Тоня досадливо сморщилась. Не она, а Игорь, Игорь там страдает. Она вдруг почувствовала, что всю ту радость, которую она получает от возвращения в Ленинград, испытывал бы и Игорь. Для него это было бы еще большим счастьем. Он сразу бы душевно выздоровел, успокоился. Отсюда, из города, ей все стало виднее.
— Нет, вы отвечайте, Алексей Иванович: что бы вы сделали?
— Я бы потребовал личного участия в реализации изобретения. Завод сейчас весьма заинтересован в этом.
— А у кого бы вы потребовали?
— У того же Лосева. Да, наконец, у Логинова, ведь это его инициатива.
— А вы, вы не могли бы помочь?
Ипполитов опустил голову.
— Вам — да. Вам одной. А устраивать ваше семейное счастье — увольте.
Вместо того чтобы огорчиться его отказом, она почувствовала некоторое удовольствие.
— Леонид Прокофьич, он скажет: раз по комсомольской путевке… Ведь Игорь сам согласился… Да и вообще это как-то…
— Знаю, знаю. Долг. Патриотический призыв. Все это, Тонечка, общие слова, непригодные для частных случаев. Жить принципами — все равно что питаться одними витаминами. Жизнь дается однажды, и надо спешить, чтобы успеть достигнуть большего. Нельзя терять ни одного дня. Пусть другие морочат себе голову. Думаете, я карьерист? Ничего подобного. Просто я знаю, что имею все данные для того, чтобы идти вверх. И я своего добьюсь, будьте уверены. Да это же и увлекательно, это требует многого — быть всегда впереди. Тоня, если бы вы были рядом, чтобы мне хоть раз в день видеть вас…
Ей и льстило его неприкрытое чувство и были неприятны его откровения, произносимые свистящим шепотом. Минутами ей становились противными его маленькая головка на гибкой, белой шее и мертвенно-белый пробор на этой голове. Но он, словно чувствуя это, смотрел на нее так влюбленно, что у нее язык не поворачивался сказать ему какую-нибудь резкость.

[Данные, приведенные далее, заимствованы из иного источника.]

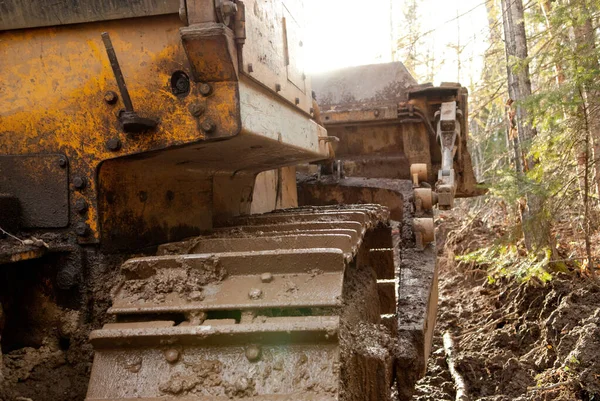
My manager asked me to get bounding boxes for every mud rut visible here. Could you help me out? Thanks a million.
[0,206,418,401]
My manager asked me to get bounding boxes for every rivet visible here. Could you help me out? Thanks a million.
[165,348,179,363]
[260,273,273,283]
[188,103,205,117]
[73,176,87,189]
[106,138,121,152]
[75,223,90,237]
[75,199,88,214]
[104,91,119,104]
[200,83,212,96]
[201,118,217,132]
[246,345,261,362]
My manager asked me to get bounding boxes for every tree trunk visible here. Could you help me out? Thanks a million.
[502,0,550,251]
[574,1,600,199]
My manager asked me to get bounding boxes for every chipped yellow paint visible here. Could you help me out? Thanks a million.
[0,16,240,241]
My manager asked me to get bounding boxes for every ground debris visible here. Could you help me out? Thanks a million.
[413,208,600,401]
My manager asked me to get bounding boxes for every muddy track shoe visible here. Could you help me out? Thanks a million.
[86,205,396,401]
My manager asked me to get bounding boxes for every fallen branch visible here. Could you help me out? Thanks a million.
[444,332,469,401]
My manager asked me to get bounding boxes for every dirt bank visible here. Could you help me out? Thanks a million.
[414,211,600,401]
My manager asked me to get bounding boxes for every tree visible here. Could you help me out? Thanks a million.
[502,0,550,251]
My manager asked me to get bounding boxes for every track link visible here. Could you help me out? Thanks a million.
[86,205,396,401]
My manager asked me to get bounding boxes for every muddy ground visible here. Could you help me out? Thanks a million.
[413,214,600,401]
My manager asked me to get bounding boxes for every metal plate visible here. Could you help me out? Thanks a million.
[0,0,179,31]
[0,154,69,228]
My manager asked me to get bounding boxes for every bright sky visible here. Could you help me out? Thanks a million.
[304,0,488,86]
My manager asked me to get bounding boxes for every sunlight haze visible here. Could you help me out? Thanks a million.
[305,0,487,85]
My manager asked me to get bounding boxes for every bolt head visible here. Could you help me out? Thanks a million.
[201,118,217,133]
[199,83,212,96]
[75,222,90,237]
[221,1,237,16]
[104,91,119,104]
[248,288,262,300]
[188,103,206,117]
[165,348,179,363]
[75,199,88,214]
[106,138,121,152]
[246,344,261,362]
[73,176,87,189]
[260,273,273,283]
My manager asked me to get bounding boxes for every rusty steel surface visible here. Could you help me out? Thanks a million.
[86,204,396,401]
[0,0,329,245]
[0,154,69,228]
[0,0,179,31]
[313,62,482,197]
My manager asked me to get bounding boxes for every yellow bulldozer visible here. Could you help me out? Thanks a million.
[0,0,477,401]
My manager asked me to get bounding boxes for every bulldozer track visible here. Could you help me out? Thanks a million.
[86,205,396,401]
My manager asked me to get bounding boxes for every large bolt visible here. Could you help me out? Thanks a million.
[188,103,206,117]
[73,175,87,189]
[246,344,260,362]
[201,118,217,133]
[221,0,237,16]
[75,199,88,214]
[260,273,273,283]
[75,223,90,237]
[248,288,262,300]
[165,348,179,363]
[106,138,121,152]
[200,83,212,96]
[104,91,119,104]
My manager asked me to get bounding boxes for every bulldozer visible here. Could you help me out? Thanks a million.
[0,0,478,401]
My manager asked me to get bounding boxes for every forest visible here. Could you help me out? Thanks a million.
[397,0,600,400]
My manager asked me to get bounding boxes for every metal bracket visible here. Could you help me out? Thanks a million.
[102,32,158,134]
[435,102,461,209]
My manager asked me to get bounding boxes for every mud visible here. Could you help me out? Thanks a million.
[414,211,600,401]
[339,250,397,401]
[0,247,122,401]
[120,256,227,303]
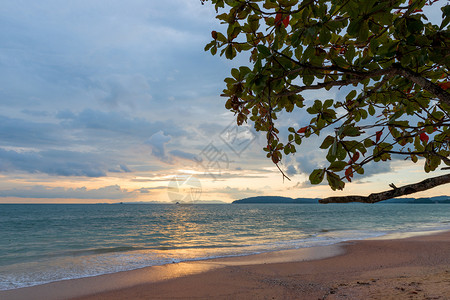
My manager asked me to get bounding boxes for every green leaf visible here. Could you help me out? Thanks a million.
[309,169,325,184]
[319,135,336,149]
[257,45,272,58]
[328,161,347,172]
[327,172,345,191]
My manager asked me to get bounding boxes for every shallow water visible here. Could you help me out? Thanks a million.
[0,204,450,290]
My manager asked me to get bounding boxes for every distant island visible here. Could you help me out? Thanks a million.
[232,196,450,204]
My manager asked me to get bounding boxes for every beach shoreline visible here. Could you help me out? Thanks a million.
[0,231,450,300]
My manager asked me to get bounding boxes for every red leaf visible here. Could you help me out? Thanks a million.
[345,167,353,182]
[297,126,308,133]
[283,15,289,28]
[375,130,383,144]
[420,132,430,143]
[438,81,450,90]
[352,151,359,163]
[275,13,283,26]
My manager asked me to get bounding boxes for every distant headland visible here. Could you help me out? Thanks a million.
[232,196,450,204]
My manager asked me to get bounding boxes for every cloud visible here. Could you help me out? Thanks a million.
[169,149,201,162]
[0,149,129,177]
[145,131,172,162]
[0,185,134,199]
[286,165,297,176]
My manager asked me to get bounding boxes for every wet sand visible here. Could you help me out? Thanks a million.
[0,232,450,300]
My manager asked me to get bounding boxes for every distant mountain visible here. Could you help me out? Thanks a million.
[232,196,450,204]
[232,196,319,204]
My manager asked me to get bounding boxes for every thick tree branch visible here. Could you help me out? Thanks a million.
[396,67,450,106]
[319,173,450,204]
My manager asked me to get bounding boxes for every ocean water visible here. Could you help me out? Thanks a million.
[0,204,450,290]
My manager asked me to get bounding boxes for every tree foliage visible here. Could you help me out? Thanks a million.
[202,0,450,190]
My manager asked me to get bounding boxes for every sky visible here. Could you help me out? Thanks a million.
[0,0,448,203]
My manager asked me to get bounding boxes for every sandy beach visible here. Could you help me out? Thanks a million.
[0,232,450,300]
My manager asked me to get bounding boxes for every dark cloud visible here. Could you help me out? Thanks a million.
[0,149,129,177]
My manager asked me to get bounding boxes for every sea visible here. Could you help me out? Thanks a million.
[0,204,450,290]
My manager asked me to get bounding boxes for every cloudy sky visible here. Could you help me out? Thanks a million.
[0,0,448,203]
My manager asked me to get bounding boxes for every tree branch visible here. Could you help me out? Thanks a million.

Отчасти она даже оправдывала его нежелание хлопотать за Игоря.
Она сообщила, что передала через Семена папку Игоря для Веры Сизовой.
Он усмехнулся и перевел разговор, предлагая устроить ее снова в КБ. Если она хочет стать полноценным инженером, ей надо остаться в Ленинграде, перейти в вечерний институт, а впоследствии и на дневное отделение. Он рассуждал так, будто она существовала независимо от Игоря, будто она была свободна и вольна делать с собой все, что вздумается.